I am checking out FreeBSD and its documentation as I am preparing to make a switch to it on my daily laptop and a few home devices. I made two test installations, one with ZFS and one with UFS and I noticed that the boot and decryption process looks a bit differently between those two filesystem options.

What I like about the ZFS guided partitioning with encryption enabled is that on surface it works comparatively to the way I have setup my OpenBSD box - it asks me for a passphrase immediately before seemingly loading anything.

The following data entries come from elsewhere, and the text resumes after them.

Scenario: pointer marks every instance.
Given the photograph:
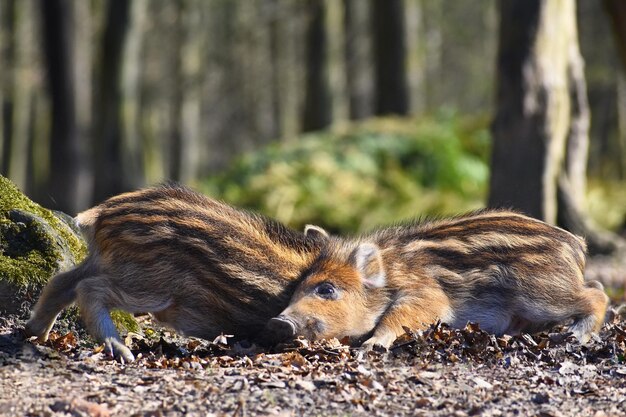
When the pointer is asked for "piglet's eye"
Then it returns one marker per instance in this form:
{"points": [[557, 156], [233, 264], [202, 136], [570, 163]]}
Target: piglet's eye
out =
{"points": [[326, 290]]}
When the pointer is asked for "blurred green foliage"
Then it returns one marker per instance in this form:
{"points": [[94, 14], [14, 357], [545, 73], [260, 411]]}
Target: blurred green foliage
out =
{"points": [[373, 173]]}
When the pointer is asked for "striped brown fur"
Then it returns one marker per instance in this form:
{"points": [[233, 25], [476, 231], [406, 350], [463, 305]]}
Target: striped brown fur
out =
{"points": [[504, 270], [201, 266]]}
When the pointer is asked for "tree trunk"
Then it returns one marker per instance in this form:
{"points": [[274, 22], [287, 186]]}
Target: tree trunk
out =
{"points": [[7, 53], [318, 103], [109, 168], [358, 58], [67, 186], [390, 57], [533, 106], [542, 119], [415, 55], [616, 10]]}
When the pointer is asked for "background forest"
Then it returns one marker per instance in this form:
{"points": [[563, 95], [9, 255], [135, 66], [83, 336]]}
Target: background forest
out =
{"points": [[344, 113]]}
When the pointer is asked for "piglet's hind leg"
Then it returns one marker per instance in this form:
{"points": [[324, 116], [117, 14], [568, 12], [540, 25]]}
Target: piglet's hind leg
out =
{"points": [[595, 303], [94, 296]]}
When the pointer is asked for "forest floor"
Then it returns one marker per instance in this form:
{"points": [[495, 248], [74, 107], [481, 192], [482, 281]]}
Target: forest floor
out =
{"points": [[439, 372]]}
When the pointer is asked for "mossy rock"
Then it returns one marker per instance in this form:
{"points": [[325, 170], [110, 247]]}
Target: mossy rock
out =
{"points": [[35, 244]]}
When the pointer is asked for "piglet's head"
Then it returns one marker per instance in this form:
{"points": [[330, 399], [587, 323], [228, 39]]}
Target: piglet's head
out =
{"points": [[339, 296]]}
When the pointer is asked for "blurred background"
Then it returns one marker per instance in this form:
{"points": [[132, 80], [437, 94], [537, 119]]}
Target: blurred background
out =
{"points": [[343, 113]]}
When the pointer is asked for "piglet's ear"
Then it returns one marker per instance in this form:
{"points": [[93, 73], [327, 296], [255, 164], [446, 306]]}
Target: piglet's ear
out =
{"points": [[315, 232], [369, 263]]}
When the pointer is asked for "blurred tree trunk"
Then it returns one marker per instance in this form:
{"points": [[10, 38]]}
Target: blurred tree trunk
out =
{"points": [[131, 113], [7, 51], [616, 10], [286, 38], [318, 102], [186, 99], [337, 80], [67, 184], [542, 116], [415, 55], [358, 58], [108, 164], [392, 95]]}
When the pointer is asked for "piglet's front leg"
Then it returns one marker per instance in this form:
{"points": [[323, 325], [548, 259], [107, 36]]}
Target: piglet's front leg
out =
{"points": [[415, 312]]}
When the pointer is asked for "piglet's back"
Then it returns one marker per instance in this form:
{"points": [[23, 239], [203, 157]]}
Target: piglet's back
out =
{"points": [[485, 238], [230, 265]]}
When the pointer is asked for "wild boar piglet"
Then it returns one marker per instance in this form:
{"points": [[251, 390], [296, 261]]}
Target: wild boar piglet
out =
{"points": [[506, 271], [200, 266]]}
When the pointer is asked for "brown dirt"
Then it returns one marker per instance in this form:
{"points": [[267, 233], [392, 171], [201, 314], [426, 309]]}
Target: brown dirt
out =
{"points": [[438, 372]]}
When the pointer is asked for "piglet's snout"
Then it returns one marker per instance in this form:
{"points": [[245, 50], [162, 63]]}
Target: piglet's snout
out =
{"points": [[281, 328]]}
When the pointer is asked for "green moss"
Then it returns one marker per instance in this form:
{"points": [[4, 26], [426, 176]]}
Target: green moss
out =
{"points": [[364, 175], [35, 243]]}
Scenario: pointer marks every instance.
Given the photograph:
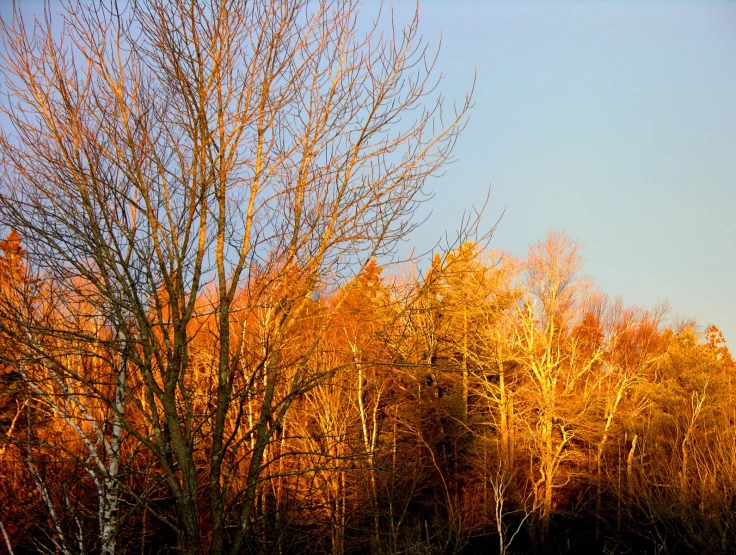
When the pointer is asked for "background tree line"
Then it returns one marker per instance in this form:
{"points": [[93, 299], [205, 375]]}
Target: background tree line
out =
{"points": [[200, 353], [490, 403]]}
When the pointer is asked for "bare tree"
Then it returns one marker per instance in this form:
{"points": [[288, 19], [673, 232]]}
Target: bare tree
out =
{"points": [[170, 160]]}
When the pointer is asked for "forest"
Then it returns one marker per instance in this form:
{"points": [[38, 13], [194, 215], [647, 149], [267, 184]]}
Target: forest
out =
{"points": [[209, 342]]}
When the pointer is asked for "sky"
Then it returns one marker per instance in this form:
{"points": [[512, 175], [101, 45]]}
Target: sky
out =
{"points": [[613, 121]]}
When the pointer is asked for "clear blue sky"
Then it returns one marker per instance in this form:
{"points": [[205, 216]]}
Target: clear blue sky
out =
{"points": [[613, 120]]}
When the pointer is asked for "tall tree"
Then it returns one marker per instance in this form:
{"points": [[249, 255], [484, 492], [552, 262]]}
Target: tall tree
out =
{"points": [[157, 150]]}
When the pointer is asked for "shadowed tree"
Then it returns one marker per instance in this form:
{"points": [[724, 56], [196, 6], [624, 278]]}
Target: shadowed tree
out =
{"points": [[157, 150]]}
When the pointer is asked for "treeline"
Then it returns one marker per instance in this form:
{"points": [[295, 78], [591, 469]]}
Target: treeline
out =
{"points": [[487, 404]]}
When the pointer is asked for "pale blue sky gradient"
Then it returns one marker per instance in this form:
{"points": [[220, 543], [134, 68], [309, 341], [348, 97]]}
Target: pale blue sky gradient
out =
{"points": [[614, 121]]}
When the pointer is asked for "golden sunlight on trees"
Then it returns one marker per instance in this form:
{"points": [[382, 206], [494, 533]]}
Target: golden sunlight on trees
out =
{"points": [[207, 344]]}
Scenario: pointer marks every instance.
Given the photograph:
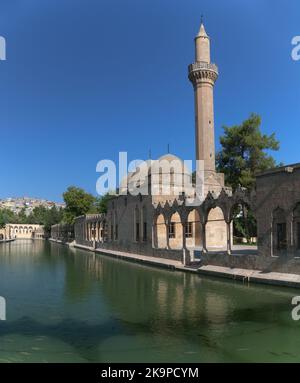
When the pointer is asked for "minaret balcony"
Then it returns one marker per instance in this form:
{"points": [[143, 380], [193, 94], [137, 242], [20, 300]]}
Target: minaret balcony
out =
{"points": [[202, 71], [203, 65]]}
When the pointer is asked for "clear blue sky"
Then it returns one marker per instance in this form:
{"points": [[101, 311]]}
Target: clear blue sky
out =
{"points": [[86, 79]]}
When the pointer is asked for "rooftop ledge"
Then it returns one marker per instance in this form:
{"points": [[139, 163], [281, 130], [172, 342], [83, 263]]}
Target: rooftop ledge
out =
{"points": [[280, 169]]}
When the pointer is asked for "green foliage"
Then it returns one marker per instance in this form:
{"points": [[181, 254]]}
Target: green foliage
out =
{"points": [[6, 216], [78, 202], [245, 152], [40, 216]]}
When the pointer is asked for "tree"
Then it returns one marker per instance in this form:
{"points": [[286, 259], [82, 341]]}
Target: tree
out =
{"points": [[245, 152], [78, 202]]}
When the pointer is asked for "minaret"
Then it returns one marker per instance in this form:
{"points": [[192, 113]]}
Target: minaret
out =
{"points": [[203, 74]]}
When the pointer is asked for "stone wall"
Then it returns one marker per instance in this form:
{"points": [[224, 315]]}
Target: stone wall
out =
{"points": [[62, 232]]}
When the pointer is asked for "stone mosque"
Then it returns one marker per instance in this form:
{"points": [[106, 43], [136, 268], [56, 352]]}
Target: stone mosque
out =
{"points": [[165, 225]]}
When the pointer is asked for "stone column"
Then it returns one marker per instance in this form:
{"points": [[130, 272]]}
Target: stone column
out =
{"points": [[290, 235], [228, 226], [167, 235], [185, 255], [204, 248]]}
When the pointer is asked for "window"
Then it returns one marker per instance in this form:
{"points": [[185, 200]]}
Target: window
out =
{"points": [[188, 230], [172, 230], [137, 232], [281, 236], [145, 232]]}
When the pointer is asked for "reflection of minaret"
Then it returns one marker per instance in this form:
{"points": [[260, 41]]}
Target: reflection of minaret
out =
{"points": [[203, 75]]}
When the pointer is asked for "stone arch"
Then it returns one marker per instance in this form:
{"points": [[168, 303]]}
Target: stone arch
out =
{"points": [[216, 229], [279, 231], [193, 229], [144, 220], [241, 212], [160, 232], [137, 225], [296, 227], [175, 231]]}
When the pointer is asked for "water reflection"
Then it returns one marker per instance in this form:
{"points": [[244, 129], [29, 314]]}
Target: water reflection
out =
{"points": [[103, 309]]}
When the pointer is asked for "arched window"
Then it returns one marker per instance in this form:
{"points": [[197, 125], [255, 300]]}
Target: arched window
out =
{"points": [[296, 227], [144, 224], [137, 224], [279, 230]]}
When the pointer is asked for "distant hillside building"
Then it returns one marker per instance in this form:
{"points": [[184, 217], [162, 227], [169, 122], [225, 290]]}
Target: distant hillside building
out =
{"points": [[22, 231]]}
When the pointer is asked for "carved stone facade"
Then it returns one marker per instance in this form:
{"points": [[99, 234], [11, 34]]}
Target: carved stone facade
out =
{"points": [[22, 231]]}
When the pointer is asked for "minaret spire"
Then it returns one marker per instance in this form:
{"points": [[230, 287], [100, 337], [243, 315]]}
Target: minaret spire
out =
{"points": [[203, 75]]}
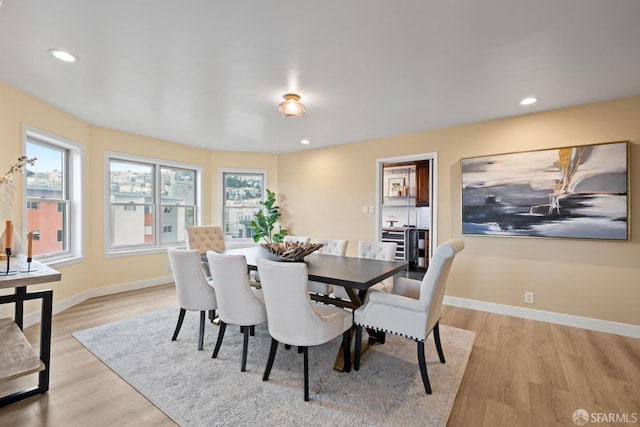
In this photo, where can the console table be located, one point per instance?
(17, 357)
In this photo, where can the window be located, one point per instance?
(150, 202)
(243, 191)
(53, 196)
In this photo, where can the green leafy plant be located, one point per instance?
(265, 223)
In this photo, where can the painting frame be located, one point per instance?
(396, 186)
(577, 192)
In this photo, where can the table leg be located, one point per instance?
(368, 340)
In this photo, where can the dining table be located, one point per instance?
(17, 357)
(355, 274)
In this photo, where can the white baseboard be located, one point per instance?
(34, 318)
(509, 310)
(547, 316)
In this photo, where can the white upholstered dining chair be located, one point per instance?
(413, 310)
(195, 293)
(374, 250)
(238, 303)
(331, 247)
(294, 320)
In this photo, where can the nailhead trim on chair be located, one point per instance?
(391, 332)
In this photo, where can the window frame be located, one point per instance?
(156, 205)
(74, 160)
(239, 242)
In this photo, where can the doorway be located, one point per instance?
(406, 195)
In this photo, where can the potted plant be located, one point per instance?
(264, 225)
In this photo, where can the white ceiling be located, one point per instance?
(211, 73)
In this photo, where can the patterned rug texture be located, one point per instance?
(196, 390)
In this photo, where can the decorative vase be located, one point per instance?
(16, 242)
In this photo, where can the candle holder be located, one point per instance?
(29, 269)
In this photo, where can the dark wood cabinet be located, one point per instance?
(422, 184)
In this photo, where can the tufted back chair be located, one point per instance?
(385, 251)
(377, 250)
(333, 247)
(413, 310)
(299, 239)
(205, 238)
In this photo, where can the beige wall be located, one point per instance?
(324, 191)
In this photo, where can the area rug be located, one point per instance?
(196, 390)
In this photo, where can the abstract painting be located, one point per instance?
(570, 192)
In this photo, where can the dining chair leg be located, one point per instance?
(305, 352)
(179, 325)
(203, 315)
(346, 350)
(436, 337)
(272, 356)
(223, 327)
(245, 345)
(356, 361)
(423, 367)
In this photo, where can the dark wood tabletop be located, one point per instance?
(350, 272)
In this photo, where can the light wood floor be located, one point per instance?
(521, 372)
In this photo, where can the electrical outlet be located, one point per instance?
(528, 297)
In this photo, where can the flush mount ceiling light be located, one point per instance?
(529, 100)
(291, 107)
(63, 55)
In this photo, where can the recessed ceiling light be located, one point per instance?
(63, 55)
(529, 100)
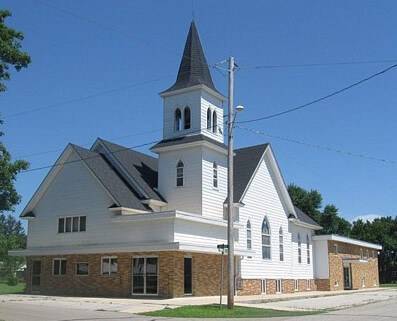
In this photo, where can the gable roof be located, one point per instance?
(110, 179)
(305, 218)
(141, 168)
(193, 69)
(187, 139)
(245, 163)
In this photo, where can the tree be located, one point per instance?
(10, 50)
(308, 201)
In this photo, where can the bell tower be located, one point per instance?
(192, 155)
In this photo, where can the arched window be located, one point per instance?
(249, 238)
(179, 173)
(308, 248)
(299, 249)
(186, 118)
(178, 120)
(266, 247)
(215, 174)
(214, 122)
(209, 125)
(281, 243)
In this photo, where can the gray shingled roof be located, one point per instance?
(305, 218)
(193, 69)
(141, 167)
(245, 162)
(109, 178)
(187, 139)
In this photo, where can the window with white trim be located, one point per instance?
(281, 243)
(214, 122)
(249, 237)
(177, 120)
(307, 249)
(71, 224)
(59, 267)
(179, 173)
(82, 268)
(109, 265)
(215, 175)
(209, 118)
(299, 249)
(266, 242)
(263, 286)
(279, 287)
(186, 118)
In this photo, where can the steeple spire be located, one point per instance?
(193, 69)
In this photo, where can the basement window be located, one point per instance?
(109, 265)
(59, 267)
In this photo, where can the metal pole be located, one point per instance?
(221, 287)
(230, 239)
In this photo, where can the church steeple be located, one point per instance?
(193, 69)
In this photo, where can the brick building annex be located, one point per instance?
(112, 221)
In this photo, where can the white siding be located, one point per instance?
(199, 101)
(186, 198)
(74, 192)
(213, 198)
(321, 265)
(262, 199)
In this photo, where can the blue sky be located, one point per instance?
(123, 53)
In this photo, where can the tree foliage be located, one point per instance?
(10, 50)
(380, 231)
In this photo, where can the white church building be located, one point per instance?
(111, 221)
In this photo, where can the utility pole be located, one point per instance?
(230, 212)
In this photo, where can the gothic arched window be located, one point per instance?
(266, 247)
(179, 173)
(209, 125)
(214, 122)
(281, 243)
(177, 120)
(249, 237)
(186, 118)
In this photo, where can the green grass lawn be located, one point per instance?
(6, 289)
(213, 311)
(389, 285)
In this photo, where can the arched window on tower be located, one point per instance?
(249, 237)
(266, 247)
(209, 125)
(281, 243)
(178, 120)
(214, 122)
(186, 118)
(179, 173)
(299, 249)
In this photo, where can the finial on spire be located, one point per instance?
(193, 69)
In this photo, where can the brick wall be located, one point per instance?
(205, 275)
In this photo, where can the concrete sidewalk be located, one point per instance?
(294, 301)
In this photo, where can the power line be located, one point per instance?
(99, 155)
(340, 63)
(326, 148)
(334, 93)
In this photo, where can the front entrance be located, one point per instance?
(145, 275)
(187, 275)
(36, 275)
(347, 279)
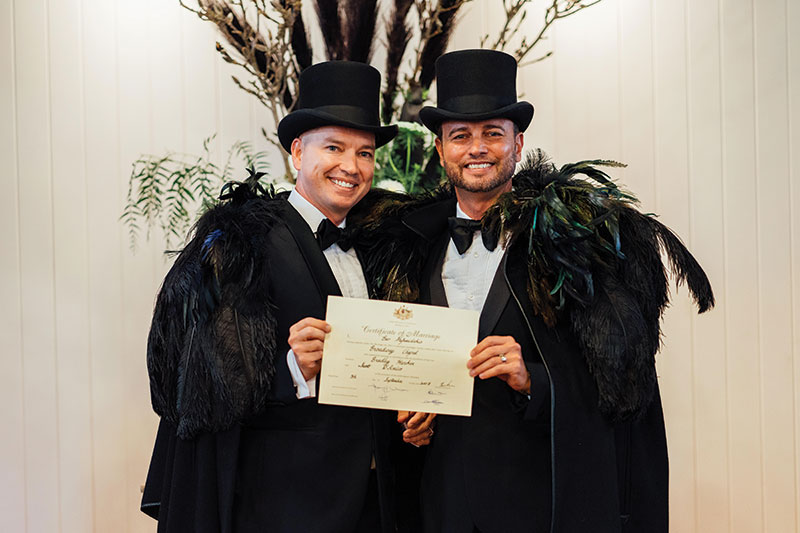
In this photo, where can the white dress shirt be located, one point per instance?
(468, 277)
(348, 273)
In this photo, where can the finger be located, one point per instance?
(310, 333)
(422, 440)
(304, 348)
(312, 322)
(490, 364)
(416, 419)
(308, 358)
(492, 340)
(487, 354)
(415, 432)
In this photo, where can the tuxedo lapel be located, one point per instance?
(430, 223)
(432, 274)
(314, 258)
(495, 302)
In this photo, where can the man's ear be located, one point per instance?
(297, 153)
(519, 141)
(438, 143)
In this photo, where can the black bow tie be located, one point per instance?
(463, 229)
(329, 233)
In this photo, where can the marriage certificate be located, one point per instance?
(398, 356)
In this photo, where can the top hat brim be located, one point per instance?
(298, 122)
(520, 113)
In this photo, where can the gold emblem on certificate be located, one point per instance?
(406, 357)
(403, 313)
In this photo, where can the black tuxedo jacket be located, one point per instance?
(551, 463)
(295, 466)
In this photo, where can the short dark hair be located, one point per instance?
(439, 129)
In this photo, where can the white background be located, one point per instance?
(699, 97)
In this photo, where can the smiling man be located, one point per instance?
(237, 335)
(566, 432)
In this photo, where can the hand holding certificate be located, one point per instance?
(391, 355)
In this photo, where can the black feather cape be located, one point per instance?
(212, 338)
(593, 260)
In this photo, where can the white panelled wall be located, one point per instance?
(699, 97)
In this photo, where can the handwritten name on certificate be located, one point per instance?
(391, 355)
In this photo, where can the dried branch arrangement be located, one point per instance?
(516, 14)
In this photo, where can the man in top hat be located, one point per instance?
(237, 335)
(566, 432)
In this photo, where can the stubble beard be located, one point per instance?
(505, 171)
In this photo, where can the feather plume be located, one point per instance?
(398, 35)
(300, 45)
(211, 346)
(592, 259)
(331, 26)
(437, 43)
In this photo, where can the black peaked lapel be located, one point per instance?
(496, 300)
(432, 274)
(430, 223)
(314, 258)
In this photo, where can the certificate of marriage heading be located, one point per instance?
(398, 356)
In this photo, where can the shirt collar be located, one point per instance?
(460, 213)
(308, 211)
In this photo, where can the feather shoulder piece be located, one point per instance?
(595, 260)
(393, 256)
(212, 338)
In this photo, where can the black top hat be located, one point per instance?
(337, 93)
(476, 85)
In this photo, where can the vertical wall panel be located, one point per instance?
(536, 84)
(636, 120)
(673, 204)
(793, 62)
(105, 234)
(139, 276)
(774, 263)
(12, 445)
(587, 84)
(740, 291)
(71, 263)
(705, 168)
(36, 261)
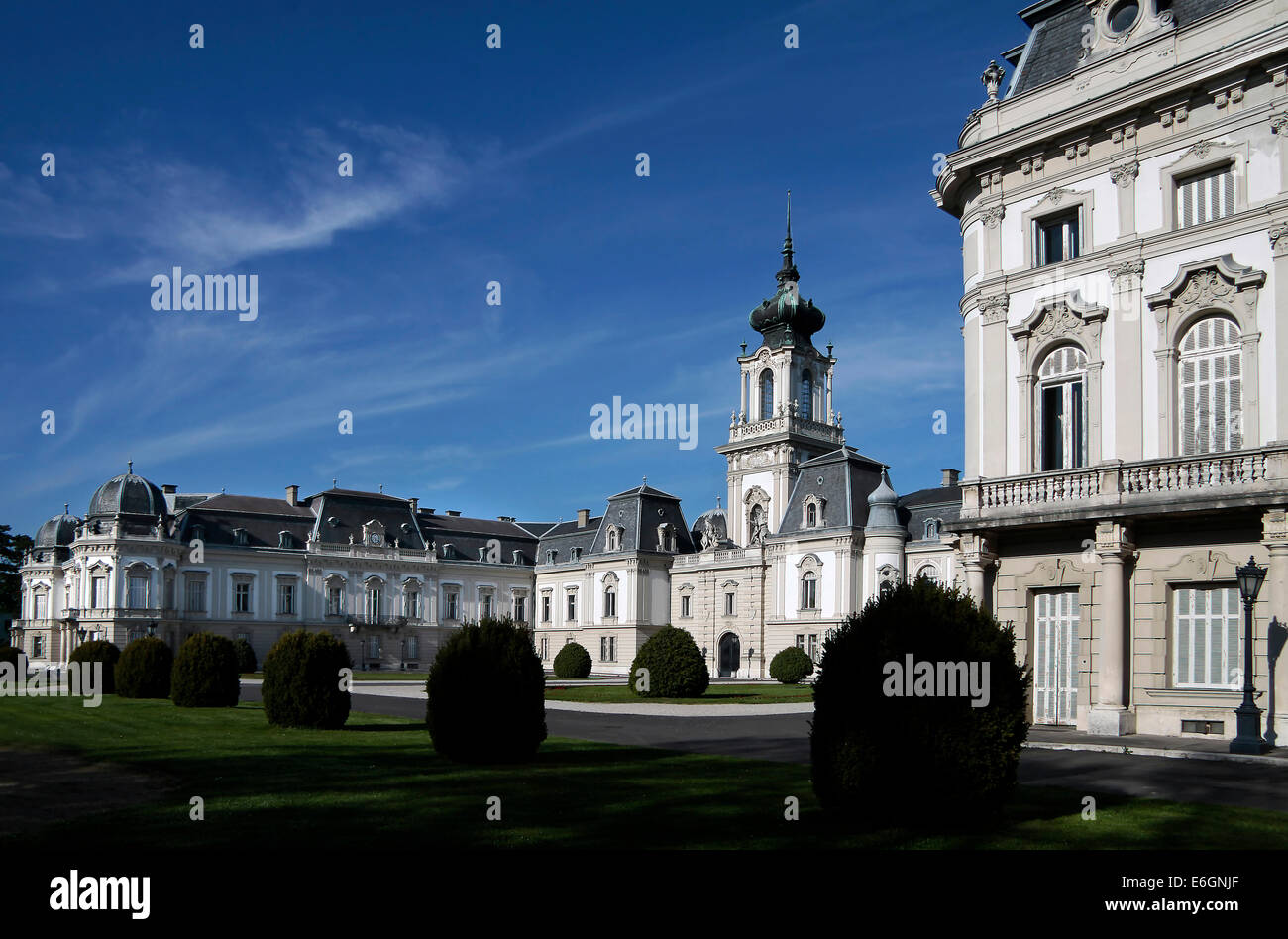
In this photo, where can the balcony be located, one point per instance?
(1211, 480)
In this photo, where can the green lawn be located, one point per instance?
(377, 784)
(716, 694)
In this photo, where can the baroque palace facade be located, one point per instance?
(1122, 213)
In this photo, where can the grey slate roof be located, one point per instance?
(848, 478)
(1056, 34)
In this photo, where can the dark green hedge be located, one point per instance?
(487, 694)
(791, 665)
(301, 681)
(893, 759)
(572, 661)
(675, 665)
(205, 673)
(99, 651)
(145, 669)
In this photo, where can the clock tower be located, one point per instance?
(785, 415)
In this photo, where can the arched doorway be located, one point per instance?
(729, 653)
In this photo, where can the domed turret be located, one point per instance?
(883, 506)
(786, 318)
(128, 495)
(58, 532)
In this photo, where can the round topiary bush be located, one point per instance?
(301, 681)
(675, 665)
(145, 669)
(487, 694)
(205, 673)
(572, 661)
(791, 665)
(99, 651)
(897, 737)
(246, 661)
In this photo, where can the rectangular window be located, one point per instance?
(1207, 638)
(1055, 239)
(286, 599)
(1205, 197)
(138, 592)
(194, 595)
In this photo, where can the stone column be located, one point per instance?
(1274, 596)
(1111, 715)
(977, 558)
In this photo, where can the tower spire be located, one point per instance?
(789, 269)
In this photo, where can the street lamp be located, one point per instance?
(1248, 715)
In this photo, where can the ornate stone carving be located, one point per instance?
(1125, 174)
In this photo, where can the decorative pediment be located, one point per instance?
(1059, 318)
(1214, 283)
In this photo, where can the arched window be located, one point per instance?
(809, 590)
(1063, 408)
(1211, 386)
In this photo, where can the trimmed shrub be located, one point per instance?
(791, 665)
(889, 758)
(145, 669)
(205, 673)
(301, 681)
(675, 666)
(99, 651)
(246, 661)
(487, 694)
(572, 661)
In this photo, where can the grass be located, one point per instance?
(377, 784)
(716, 694)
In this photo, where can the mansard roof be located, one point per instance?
(848, 478)
(1057, 30)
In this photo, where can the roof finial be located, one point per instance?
(789, 270)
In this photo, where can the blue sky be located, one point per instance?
(471, 165)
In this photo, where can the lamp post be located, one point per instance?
(1248, 715)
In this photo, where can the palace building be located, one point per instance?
(1122, 210)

Under the UFS setup that I followed looking over at some videos on YouTube [1] [2] as well as some websites with similar walkthroughs, the process is slightly different - it first show Beastie and starts echoing some loading messages, only to ask me for a passphrase after a while, which also happens to be a bit untidy as it also prints a number of messages *after* already having asked for the passphrase and then hangs with just a underscore prompt waiting for password.

I suppose my question is if anyone managed to set up the UFS disk encryption the way it is for a ZFS setup - with the decryption happening early and not after Beastie? Is that possible? I was thinking of taking a look at installer scripts to perhaps see what is being done for ZFS and then trying to tune it to work with UFS, but I figured I'd ask first here before I start messing with a live device.

[1] 



_View: https://www.youtube.com/watch?v=FmRgCXlhHds_

[2] 



_View: https://www.youtube.com/watch?v=lfIXnmI_2UA_


----------



## chrbr (Dec 5, 2020)

Hello patrivoglio,
may be https://www.freebsd.org/doc/en_US.ISO8859-1/books/handbook/disks-encrypting.html gives enough information. I guess that this is what you want (from the geli section):

```
Allows the root partition to be encrypted. 
The passphrase used to access the encrypted root 
partition will be requested during system boot.
```


----------



## patrivoglio (Dec 8, 2020)

Thank you. I looked over it, but I'm still unable to install the OS correctly. The installer either encounters a problem once I exit shell partitioning and needs to restart or, if it manages to finish the installation and configuration, no system is detected after reboot.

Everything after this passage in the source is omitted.